Telle une pandémie qui se propage à une vitesse d’éclair, l’orpaillage illégal en Côte d’Ivoire a pris une si grande ampleur ces derniers temps que l’opinion nationale en fait son choix gras. La région de la Nawa, dans le sud-ouest du pays, n’échappe pas à la situation.
Par Laurent Nahounou
Ici, comme l’a indiqué la Direction régionale des mines et de la géologie au cours d’une séance d’informations et de sensibilisation des couches socio-professionnelles initiée par la Préfecture de région, à son siège de Soubré, compte des dizaines de sites d’exploitation illégale de l’or. Cependant, 94 sites d’exploitations sont autorisés, avec en toile, 27 détenteurs d’une autorisation d’exploitation artisanale (AEA) et 67 avec une autorisation d’exploitation semi industrielle (AESI) répertoriés.

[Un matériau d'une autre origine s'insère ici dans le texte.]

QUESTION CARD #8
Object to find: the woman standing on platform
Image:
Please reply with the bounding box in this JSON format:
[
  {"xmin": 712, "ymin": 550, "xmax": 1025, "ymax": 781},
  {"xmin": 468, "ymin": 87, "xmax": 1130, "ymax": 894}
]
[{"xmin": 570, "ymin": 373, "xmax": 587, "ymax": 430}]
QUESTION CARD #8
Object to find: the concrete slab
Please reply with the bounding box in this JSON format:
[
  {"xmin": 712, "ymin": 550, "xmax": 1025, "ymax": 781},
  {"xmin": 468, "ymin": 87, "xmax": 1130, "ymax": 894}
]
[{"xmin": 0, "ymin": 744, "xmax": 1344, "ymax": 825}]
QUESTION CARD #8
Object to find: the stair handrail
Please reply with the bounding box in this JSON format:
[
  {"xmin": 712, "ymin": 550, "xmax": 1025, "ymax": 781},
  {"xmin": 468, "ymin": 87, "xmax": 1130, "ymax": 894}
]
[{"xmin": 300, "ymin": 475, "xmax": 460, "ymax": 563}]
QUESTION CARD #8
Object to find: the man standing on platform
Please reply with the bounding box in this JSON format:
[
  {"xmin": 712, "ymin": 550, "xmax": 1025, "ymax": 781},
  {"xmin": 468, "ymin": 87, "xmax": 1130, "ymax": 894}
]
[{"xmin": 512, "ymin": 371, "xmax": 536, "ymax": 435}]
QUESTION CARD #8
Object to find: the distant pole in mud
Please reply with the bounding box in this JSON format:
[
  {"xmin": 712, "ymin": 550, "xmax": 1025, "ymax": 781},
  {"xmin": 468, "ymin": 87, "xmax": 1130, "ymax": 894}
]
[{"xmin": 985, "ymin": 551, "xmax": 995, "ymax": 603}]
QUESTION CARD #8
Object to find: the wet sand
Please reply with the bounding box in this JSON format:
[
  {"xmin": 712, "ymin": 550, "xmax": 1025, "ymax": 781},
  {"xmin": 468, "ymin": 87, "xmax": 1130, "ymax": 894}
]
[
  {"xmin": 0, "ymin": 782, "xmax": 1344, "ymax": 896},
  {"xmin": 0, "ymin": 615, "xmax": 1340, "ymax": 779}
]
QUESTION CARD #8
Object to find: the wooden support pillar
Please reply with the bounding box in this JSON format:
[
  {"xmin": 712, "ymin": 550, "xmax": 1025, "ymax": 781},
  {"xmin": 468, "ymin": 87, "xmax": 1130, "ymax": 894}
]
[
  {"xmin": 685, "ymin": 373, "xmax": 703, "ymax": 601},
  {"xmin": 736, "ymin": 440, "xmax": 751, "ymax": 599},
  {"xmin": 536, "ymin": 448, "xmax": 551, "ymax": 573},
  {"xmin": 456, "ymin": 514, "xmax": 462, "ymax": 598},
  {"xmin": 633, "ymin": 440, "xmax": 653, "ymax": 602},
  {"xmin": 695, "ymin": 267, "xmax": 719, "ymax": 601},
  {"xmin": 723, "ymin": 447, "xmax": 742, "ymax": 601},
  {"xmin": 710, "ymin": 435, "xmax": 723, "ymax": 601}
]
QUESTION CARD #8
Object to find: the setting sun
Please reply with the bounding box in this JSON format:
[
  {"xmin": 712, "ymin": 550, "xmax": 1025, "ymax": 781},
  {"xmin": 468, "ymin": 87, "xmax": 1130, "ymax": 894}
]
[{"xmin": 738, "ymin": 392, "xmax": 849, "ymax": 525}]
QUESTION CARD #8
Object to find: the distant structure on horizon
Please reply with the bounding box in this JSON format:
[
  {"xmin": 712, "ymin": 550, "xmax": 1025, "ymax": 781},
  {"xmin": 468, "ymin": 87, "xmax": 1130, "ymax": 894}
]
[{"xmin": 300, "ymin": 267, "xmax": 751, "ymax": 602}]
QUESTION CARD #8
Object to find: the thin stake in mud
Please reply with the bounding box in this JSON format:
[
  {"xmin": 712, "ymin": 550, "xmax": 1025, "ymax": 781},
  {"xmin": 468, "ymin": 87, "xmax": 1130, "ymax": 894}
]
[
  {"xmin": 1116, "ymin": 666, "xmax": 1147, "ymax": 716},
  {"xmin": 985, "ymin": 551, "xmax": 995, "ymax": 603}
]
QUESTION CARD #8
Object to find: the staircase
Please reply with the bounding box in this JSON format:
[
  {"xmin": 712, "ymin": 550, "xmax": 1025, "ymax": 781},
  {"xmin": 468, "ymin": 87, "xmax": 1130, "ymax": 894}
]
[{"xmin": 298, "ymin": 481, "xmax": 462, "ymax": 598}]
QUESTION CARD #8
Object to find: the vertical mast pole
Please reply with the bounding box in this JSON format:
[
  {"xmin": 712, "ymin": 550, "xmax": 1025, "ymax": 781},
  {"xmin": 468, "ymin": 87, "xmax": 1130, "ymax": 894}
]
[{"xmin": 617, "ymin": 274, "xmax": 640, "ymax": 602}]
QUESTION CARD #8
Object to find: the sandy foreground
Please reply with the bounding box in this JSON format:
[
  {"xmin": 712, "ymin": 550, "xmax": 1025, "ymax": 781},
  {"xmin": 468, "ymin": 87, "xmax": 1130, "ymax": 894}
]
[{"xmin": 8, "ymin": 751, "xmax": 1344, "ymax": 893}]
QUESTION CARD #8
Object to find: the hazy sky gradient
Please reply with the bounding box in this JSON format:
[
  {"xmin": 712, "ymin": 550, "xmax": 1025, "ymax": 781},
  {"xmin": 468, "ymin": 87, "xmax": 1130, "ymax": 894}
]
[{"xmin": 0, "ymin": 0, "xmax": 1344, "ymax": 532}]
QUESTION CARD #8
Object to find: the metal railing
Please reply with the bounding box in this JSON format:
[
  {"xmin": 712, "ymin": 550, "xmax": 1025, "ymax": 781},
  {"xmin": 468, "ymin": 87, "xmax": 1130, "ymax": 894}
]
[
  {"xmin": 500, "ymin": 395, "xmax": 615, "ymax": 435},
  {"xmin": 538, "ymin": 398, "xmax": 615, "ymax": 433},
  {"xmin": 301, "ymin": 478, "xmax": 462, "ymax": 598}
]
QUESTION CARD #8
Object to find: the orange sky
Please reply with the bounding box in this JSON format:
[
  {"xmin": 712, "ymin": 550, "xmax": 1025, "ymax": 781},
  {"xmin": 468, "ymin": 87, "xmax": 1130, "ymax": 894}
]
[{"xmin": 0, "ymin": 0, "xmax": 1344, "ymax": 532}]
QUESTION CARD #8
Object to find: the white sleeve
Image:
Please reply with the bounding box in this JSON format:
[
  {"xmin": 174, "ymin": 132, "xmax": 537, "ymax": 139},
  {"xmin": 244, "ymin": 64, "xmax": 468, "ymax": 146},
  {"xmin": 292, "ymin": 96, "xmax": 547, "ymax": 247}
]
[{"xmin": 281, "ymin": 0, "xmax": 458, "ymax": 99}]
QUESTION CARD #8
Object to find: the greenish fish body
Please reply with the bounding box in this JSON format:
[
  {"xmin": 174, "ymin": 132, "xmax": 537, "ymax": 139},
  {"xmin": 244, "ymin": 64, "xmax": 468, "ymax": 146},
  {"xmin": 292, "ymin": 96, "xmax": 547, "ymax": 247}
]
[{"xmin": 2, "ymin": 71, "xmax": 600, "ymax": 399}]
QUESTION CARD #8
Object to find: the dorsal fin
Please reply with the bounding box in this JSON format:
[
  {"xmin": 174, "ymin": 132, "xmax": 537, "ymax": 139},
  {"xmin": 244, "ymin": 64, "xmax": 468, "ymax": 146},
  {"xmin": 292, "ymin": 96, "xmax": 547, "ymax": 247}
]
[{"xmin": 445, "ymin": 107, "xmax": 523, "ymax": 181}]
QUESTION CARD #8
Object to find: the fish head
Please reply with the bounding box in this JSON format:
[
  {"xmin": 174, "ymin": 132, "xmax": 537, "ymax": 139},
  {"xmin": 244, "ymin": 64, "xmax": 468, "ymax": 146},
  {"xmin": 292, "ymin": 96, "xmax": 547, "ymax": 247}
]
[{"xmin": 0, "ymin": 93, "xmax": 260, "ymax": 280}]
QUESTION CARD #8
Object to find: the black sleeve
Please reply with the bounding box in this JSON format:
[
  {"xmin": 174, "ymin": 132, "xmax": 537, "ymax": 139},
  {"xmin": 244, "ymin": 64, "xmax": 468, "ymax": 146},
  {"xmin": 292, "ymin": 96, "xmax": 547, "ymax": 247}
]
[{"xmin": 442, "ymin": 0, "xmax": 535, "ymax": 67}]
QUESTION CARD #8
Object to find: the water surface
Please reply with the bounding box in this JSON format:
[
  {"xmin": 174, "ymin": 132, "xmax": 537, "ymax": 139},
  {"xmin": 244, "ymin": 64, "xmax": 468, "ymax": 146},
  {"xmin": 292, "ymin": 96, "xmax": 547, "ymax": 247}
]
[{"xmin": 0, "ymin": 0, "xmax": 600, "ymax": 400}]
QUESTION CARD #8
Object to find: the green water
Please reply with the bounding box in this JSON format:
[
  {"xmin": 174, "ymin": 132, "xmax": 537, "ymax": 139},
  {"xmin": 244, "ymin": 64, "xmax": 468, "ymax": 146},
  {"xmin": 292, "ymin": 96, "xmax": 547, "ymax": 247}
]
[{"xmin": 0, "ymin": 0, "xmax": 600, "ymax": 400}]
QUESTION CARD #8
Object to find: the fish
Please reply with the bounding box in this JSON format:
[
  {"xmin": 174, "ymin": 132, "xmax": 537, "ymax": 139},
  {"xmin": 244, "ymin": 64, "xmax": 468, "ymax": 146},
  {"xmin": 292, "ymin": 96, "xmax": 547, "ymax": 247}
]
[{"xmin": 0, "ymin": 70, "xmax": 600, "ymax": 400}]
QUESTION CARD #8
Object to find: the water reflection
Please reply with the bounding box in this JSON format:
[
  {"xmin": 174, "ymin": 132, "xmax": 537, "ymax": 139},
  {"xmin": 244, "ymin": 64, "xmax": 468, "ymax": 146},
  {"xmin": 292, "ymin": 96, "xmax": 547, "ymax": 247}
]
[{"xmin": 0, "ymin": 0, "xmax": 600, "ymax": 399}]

Ces structures qui exercent en toute légalité viennent rappeler qu’en empruntant la voie de la légalité, toutes les parties à l’activité y gagnent. En premier lieu, les exploitants, qui exercent sans craintes de représailles du gouvernement, lequel multiplie les efforts d’éradication du phénomène des clandestins ces dernières années en mettant à rude contribution les Forces de sécurité. Prospection et exploitation légales des sites découverts, transport en toute sécurité de la production, avec du personnel qualifié, gains sécurisés pour les exploitants, impôts régulièrement payés à l’État de Côte d’Ivoire, sites remblayés pour la protection de l’environnement et l’usage des sites à autres cultures de rente ou vivrières au profil des populations riveraines, bénéfices d’infrastructures modernes de développement dans les villages abritant les sites, autant de profits que procure l’activité légale d’extraction et de commercialisation. Les exemples foisonnent à travers la Côte d’Ivoire; lesquels montrent qu’il est plus bénéfique pour les exploitants de se formaliser aux cahiers des charges édictées par le gouvernement, à travers le ministère des mines et de l’énergie, avant tout début d’exploitation.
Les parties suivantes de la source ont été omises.